Его достали оттуда, зацепив крюком за колодку на лапах.
    – Ой, – манерно протянула Красомаха. – Его надо помыть, а то он плохо пахнет...
    Опять котёл кипятка.
    Бобрисэй упал.
    – Эй-эй! – прикрикнула на него Красомаха. – Без фокусов! А то...
    Сцепив оставшиеся зубы, он поднялся. Дыхание его прерывалось.
    – Ну, теперь пойдёмте, я покажу вам, как проводят здесь время наши гости... – она опять перешла на интонацию гнилой карамели.
    И они пошли вдоль стены внутри крепости. Перед ним открывали двери в камеры, где в разных страданиях умирали её жертвы. У Бобрисэя от ужаса шерсть на загривке становилась дыбом, а она, видя это, ликовала.

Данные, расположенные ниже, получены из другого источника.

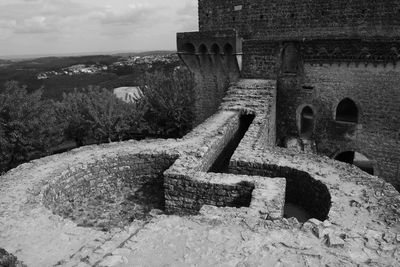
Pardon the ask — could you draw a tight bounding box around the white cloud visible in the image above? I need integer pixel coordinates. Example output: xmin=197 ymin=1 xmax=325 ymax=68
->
xmin=0 ymin=0 xmax=197 ymax=54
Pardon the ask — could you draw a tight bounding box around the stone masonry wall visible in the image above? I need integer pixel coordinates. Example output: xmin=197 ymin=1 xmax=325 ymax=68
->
xmin=229 ymin=160 xmax=331 ymax=221
xmin=241 ymin=40 xmax=280 ymax=79
xmin=43 ymin=154 xmax=176 ymax=230
xmin=177 ymin=31 xmax=241 ymax=125
xmin=277 ymin=63 xmax=400 ymax=188
xmin=199 ymin=0 xmax=400 ymax=39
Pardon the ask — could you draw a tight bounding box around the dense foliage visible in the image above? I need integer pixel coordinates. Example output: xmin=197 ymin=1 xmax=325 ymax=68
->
xmin=58 ymin=87 xmax=145 ymax=146
xmin=141 ymin=69 xmax=195 ymax=138
xmin=0 ymin=69 xmax=194 ymax=172
xmin=0 ymin=82 xmax=63 ymax=173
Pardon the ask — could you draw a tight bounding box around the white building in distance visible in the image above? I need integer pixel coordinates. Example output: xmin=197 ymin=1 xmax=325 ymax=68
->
xmin=114 ymin=87 xmax=143 ymax=103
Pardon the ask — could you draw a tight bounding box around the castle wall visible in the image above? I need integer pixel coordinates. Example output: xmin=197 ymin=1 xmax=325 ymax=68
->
xmin=177 ymin=31 xmax=241 ymax=125
xmin=199 ymin=0 xmax=400 ymax=39
xmin=277 ymin=63 xmax=400 ymax=188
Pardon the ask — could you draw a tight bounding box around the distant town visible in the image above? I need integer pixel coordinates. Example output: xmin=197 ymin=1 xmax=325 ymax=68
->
xmin=37 ymin=54 xmax=178 ymax=80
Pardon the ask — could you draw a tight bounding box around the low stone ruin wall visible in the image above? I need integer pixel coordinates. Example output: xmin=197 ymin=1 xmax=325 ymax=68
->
xmin=229 ymin=160 xmax=331 ymax=221
xmin=43 ymin=154 xmax=176 ymax=230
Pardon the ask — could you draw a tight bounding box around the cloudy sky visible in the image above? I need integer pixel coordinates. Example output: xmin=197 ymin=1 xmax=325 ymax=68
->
xmin=0 ymin=0 xmax=197 ymax=56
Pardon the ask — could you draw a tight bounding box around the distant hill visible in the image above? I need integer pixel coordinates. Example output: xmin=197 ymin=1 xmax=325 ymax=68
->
xmin=112 ymin=50 xmax=176 ymax=57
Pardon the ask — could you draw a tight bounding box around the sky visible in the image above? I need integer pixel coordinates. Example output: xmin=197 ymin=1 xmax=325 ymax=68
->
xmin=0 ymin=0 xmax=198 ymax=57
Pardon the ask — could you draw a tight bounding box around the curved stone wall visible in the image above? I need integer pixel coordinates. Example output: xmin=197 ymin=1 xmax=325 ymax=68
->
xmin=43 ymin=154 xmax=175 ymax=230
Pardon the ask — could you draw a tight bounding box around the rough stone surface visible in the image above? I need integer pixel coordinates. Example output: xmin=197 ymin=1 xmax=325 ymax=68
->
xmin=0 ymin=80 xmax=400 ymax=266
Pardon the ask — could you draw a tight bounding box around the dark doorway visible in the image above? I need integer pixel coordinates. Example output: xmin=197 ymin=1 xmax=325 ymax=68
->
xmin=282 ymin=43 xmax=299 ymax=73
xmin=336 ymin=98 xmax=358 ymax=123
xmin=300 ymin=107 xmax=314 ymax=138
xmin=335 ymin=151 xmax=375 ymax=175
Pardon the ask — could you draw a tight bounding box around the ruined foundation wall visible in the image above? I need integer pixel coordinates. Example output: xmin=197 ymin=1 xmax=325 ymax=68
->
xmin=229 ymin=160 xmax=331 ymax=221
xmin=43 ymin=154 xmax=176 ymax=229
xmin=199 ymin=0 xmax=400 ymax=39
xmin=277 ymin=63 xmax=400 ymax=191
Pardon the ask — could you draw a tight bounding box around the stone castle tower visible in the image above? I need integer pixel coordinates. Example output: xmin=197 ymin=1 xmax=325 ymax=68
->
xmin=177 ymin=0 xmax=400 ymax=192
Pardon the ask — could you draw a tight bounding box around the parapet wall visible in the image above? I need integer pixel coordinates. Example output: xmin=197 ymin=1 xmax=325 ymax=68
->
xmin=199 ymin=0 xmax=400 ymax=40
xmin=177 ymin=31 xmax=242 ymax=125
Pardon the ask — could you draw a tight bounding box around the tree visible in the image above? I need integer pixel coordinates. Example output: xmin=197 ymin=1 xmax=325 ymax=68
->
xmin=0 ymin=82 xmax=63 ymax=170
xmin=59 ymin=87 xmax=145 ymax=146
xmin=141 ymin=68 xmax=195 ymax=138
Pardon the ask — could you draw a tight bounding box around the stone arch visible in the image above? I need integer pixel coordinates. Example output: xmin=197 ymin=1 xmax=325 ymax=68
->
xmin=281 ymin=43 xmax=299 ymax=73
xmin=181 ymin=43 xmax=196 ymax=54
xmin=300 ymin=106 xmax=315 ymax=138
xmin=224 ymin=43 xmax=233 ymax=55
xmin=211 ymin=44 xmax=221 ymax=55
xmin=199 ymin=44 xmax=208 ymax=55
xmin=335 ymin=98 xmax=359 ymax=123
xmin=334 ymin=150 xmax=377 ymax=175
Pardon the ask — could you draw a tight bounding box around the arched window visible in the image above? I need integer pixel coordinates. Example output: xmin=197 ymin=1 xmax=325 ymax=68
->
xmin=300 ymin=106 xmax=314 ymax=138
xmin=336 ymin=98 xmax=358 ymax=123
xmin=224 ymin=43 xmax=233 ymax=55
xmin=335 ymin=151 xmax=375 ymax=175
xmin=199 ymin=44 xmax=208 ymax=54
xmin=180 ymin=43 xmax=196 ymax=54
xmin=211 ymin=44 xmax=221 ymax=55
xmin=282 ymin=43 xmax=299 ymax=73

    – Ну как, неужели тебе ещё не страшно? – насмешливо говорила она, и тут впервые слышалось в её тоне какое-то беспокойство. – Подумай...
    Они прошли ещё несколько камер. Никто из заключённых там уже не кричал.
    – А вот здесь сидел твой несчастный Непогод, – показала она ему одну из камер, пол которой был усеян тончайшими иглами, а из потолка торчало одно кольцо. – Он здесь занимался гимнастикой... хе-хе... И довольно быстро тогда сообразил, что к чему... но теперь, видно, придётся вернуться ему к интенсивной терапии, а то совсем, бедняк, разболтался... на крюке возле башни... – и она засмеялась хриплым, переходящим в вой смехом.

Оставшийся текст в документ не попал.